The prosector and defense attorney gave jurors two different views of Michelle Lodzinski, a mother accused of killing her son
NEW BRUNSWICK -- No one has found any evidence over the past quarter century that links a former South Amboy woman to the murder of her 5-year-old son, Gerald Krovatin told the jury in his opening remarks Wednesday morning.
"There is probably nothing more horrible to contemplate than the death of a child, any child, especially your child," Krovatin told them.
But then, he said, there may be something more horrible.
"Maybe the only thing worse is the day when they turn around and someone falsely accuses you of killing your own child."
Lodzinski, he said, was a loving mother.

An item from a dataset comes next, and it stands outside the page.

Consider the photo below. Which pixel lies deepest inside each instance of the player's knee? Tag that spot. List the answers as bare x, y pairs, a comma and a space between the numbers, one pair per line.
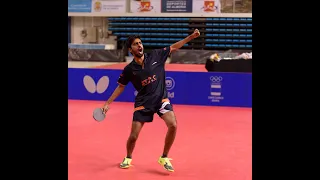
133, 137
172, 125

She kept a photo of her son Timothy, which he showed to the jury, by her bed until the day she was arrested in July 2014 for her son's murder.
She also kept his purple graduation gown that he was to wear for his kindergarten graduation, which was supposed to happen a week after his May 25, 1991 disappearance.
"The evidence will show that Michelle Lodzinski loved that little boy more than life itself," Krovatin said.
Middlesex County Assistant Prosecutor Christie Bevacqua, who presented his opening statements first, countered that Lodzinski was a young, struggling mother who resolved her problems by murdering her son.
"Why would a mother kill her child?" Bevacqua asked. "It's a foreign concept, hard to grasp. The solution to Michelle Lodzinski's problems were to murder her first born, her biggest burden."
She told the jurors, "a mother's instinct is to protect her child."
"A killer's instinct is to lie," Bevacqua said. "That is Michelle Lodzinski. Timothy Wiltsey was dead at five years of age. His body dumped in a creek, an isolated creek as though he was an unwanted pierce of trash. Who would do this to Timmy?"
"The evidence will show it was his mother, Michelle Lodzinski, the very person who brought him into the world, took him out of it."
Lodzinski said Timmy disappeared when she went to buy soda, that he was taken by two men, that he was snatched by two men and a woman, and that a woman in a red car abducted him at knifepoint.
In the months and years following Timmy's death, Lodzinski's behavior was puzzling and bizarre, authorities said. In addition to changing her story about her son's disappearance, she was later arrested twice - once for faking her kidnapping and again for stealing from an employer.
Krovatin will also introduce testimony from an Arizona man who will testify that a cellmate told him a story about killing a child that could have been Timothy Wiltsey.
The trial is expected to take about four months.